Review — T-DMCA: Generating Wikipedia by Summarizing Long Sequences

T-DMCA, Reduce Memory of Transformer for Long Sequences

Sik-Ho Tsang
6 min readDec 19, 2021

Generating Wikipedia by Summarizing Long Sequences,
, by Google Brain.

  • Generating English Wikipedia articles can be approached as a multi-document summarization of source documents.
  • Extractive summarization is used to coarsely identify salient information and a neural abstractive model is used to generate the article.
  • For the abstractive model, a decoder-only Transformer architecture is used that can scalably attend to very long sequences.

This is a paper in 2018 ICLR with over 400 citations. (Sik-Ho Tsang @ Medium)
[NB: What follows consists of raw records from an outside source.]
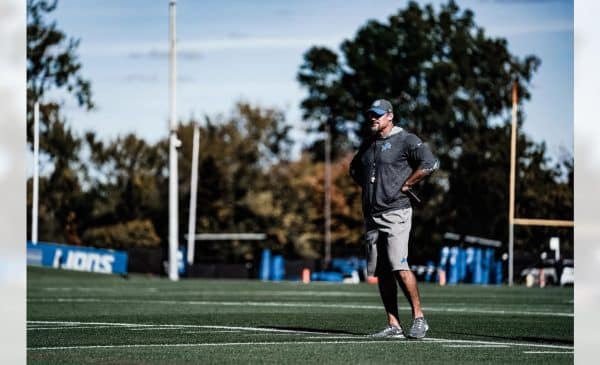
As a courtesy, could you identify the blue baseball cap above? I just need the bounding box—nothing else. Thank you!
[367,99,394,115]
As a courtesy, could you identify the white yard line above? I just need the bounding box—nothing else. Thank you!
[27,321,318,334]
[442,345,510,348]
[28,321,573,353]
[27,298,573,317]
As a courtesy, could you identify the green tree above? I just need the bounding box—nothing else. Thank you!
[27,0,93,244]
[297,1,572,259]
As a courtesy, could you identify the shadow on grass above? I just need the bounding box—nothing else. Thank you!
[260,326,365,336]
[448,332,574,345]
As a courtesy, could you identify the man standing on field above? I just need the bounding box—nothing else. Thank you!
[350,99,439,338]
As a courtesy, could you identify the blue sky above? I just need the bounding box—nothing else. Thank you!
[52,0,573,161]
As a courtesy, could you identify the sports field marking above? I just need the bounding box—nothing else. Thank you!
[27,340,573,354]
[183,330,242,335]
[27,340,427,351]
[421,338,573,350]
[27,321,324,335]
[28,321,573,353]
[27,298,574,317]
[442,345,510,348]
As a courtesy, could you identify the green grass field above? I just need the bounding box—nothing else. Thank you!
[27,267,573,365]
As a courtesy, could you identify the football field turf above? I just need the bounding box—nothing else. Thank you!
[27,267,573,365]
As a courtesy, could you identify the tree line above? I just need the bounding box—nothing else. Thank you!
[27,0,573,263]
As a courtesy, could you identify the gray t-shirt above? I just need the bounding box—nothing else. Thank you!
[350,126,439,216]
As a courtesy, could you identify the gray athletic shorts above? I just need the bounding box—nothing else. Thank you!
[365,208,412,276]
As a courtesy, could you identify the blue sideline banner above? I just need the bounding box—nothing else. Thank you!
[27,241,127,274]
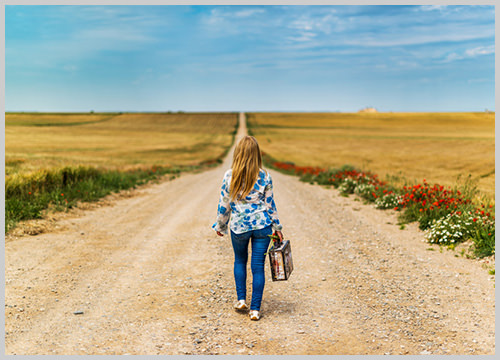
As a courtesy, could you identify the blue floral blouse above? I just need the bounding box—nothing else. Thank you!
[212,169,282,234]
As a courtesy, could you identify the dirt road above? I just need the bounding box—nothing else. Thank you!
[5,114,495,355]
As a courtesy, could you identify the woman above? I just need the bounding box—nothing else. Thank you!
[212,136,283,320]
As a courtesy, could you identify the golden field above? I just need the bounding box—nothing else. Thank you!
[247,113,495,198]
[5,113,238,176]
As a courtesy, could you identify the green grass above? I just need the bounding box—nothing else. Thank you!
[5,113,238,233]
[5,165,215,233]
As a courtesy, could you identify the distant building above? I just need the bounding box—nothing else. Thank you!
[358,107,378,112]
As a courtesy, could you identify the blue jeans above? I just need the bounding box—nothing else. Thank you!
[231,226,273,310]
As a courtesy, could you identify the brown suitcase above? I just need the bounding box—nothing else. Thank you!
[269,240,293,281]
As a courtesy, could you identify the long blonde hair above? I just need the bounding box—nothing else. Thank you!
[229,136,262,200]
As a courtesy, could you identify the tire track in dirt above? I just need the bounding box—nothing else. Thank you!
[5,112,495,355]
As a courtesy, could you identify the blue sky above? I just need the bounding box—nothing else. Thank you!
[5,5,495,112]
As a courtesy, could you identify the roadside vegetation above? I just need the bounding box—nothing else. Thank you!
[249,113,495,257]
[5,113,238,233]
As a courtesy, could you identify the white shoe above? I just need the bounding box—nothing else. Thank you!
[250,310,260,321]
[234,300,248,311]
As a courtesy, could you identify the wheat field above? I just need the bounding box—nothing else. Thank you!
[5,113,238,176]
[248,113,495,198]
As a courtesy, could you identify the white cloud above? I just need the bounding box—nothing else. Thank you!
[440,45,495,63]
[465,45,495,57]
[420,5,448,11]
[233,9,266,18]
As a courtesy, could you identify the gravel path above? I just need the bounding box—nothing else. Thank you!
[5,113,495,355]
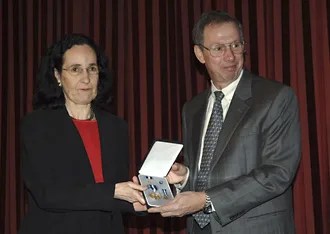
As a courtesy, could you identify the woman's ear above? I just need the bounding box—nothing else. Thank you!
[194,45,205,64]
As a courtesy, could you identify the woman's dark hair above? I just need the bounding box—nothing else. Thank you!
[33,34,112,109]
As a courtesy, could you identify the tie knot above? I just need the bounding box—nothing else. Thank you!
[214,91,225,101]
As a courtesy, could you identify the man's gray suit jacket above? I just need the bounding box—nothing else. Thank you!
[182,71,300,234]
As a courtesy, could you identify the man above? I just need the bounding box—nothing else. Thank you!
[149,11,300,234]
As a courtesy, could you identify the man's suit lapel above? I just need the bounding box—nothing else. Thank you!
[211,71,252,170]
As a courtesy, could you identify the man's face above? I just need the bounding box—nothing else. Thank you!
[194,23,244,89]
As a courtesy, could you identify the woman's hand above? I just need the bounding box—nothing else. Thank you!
[114,176,146,205]
[166,163,188,184]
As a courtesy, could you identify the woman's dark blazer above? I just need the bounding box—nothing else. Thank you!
[19,109,133,234]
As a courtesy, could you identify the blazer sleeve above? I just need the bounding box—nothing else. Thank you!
[21,115,133,212]
[206,87,300,225]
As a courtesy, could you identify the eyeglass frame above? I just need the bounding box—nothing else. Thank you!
[62,64,100,76]
[197,41,246,57]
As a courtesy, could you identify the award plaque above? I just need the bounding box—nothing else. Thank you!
[138,141,183,206]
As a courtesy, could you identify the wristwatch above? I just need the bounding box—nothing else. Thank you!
[203,194,213,214]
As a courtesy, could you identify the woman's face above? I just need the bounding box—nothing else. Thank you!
[54,45,99,105]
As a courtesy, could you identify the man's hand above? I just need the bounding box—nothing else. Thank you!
[166,163,188,184]
[114,176,146,205]
[148,191,206,217]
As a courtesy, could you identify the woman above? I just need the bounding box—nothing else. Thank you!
[20,34,146,234]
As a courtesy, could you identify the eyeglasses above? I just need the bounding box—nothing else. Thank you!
[62,65,99,76]
[198,41,245,57]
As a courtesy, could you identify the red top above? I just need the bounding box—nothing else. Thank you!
[73,119,104,183]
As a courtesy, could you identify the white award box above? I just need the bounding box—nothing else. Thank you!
[138,141,183,207]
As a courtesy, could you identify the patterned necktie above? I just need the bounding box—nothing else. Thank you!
[193,91,224,228]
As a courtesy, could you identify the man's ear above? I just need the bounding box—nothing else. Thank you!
[54,68,61,86]
[194,45,205,64]
[54,68,61,82]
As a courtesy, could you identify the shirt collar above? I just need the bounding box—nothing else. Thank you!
[211,69,243,100]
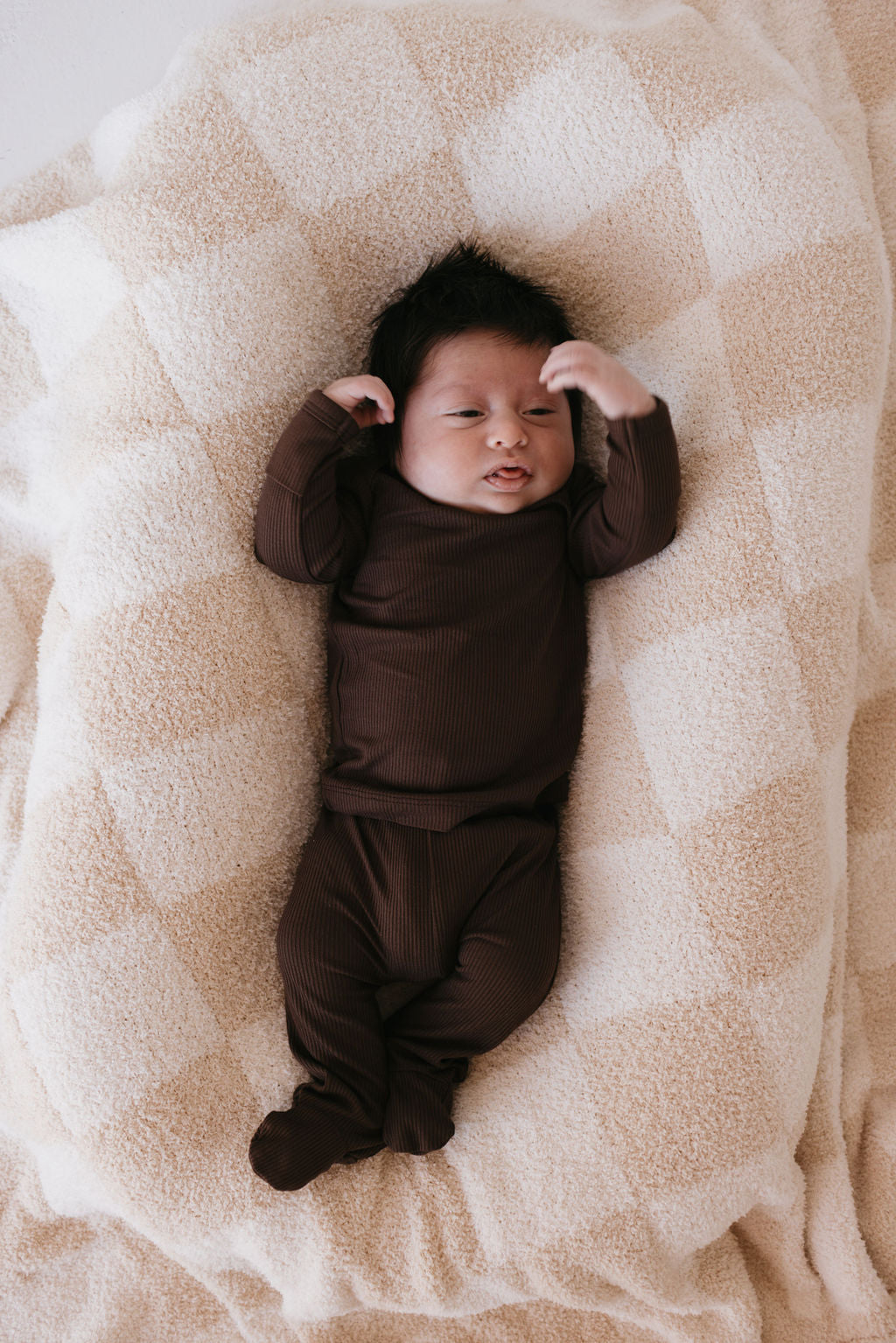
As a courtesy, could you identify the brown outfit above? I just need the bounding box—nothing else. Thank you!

  1. WikiSum Summarization Datasets
  2. Abstractive Model Using Transformer Decoder with Memory-Compressed Attention (T-DMCA)
  3. Experimental Results

1. WikiSum Summarization Datasets

Order of magnitude input/output sizes and unigram recall for summarization datasets.
  • The input and output text are generally much larger, with significant variance depending on the article in the multi-document regime with Wikipedia.
  • ROUGE is an automatic metric often used in summarization.
  • The ROUGE-1 recall scores of the output given the input, which is the proportion of unigrams/words in the output co-occurring in the input. A higher score corresponds to a dataset more amenable to extractive summarization.
  • In particular, if the output is completely embedded somewhere in the input (e.g. a wiki-clone), the score would be 100. Given a score of only 59.2 compared to 76.1 and 78.7 for other summarization datasets shows that WikiSum is the least amenable to purely extractive methods.
Percentiles for different aspects of WikiSum dataset. Size is in number of words
  • The proposed WikiSum dataset also includes:
  • Cited sources: A Wikipedia article that conforms to the style guidelines should be well supported by citations.
  • Web Search results: To expand the collection of reference documents, the search results from the Google search engine are also crawled.
  • The articles are roughly divided into 80/10/10 for train/development/ test subsets, resulting in 1865750, 233252, and 232998 examples respectively.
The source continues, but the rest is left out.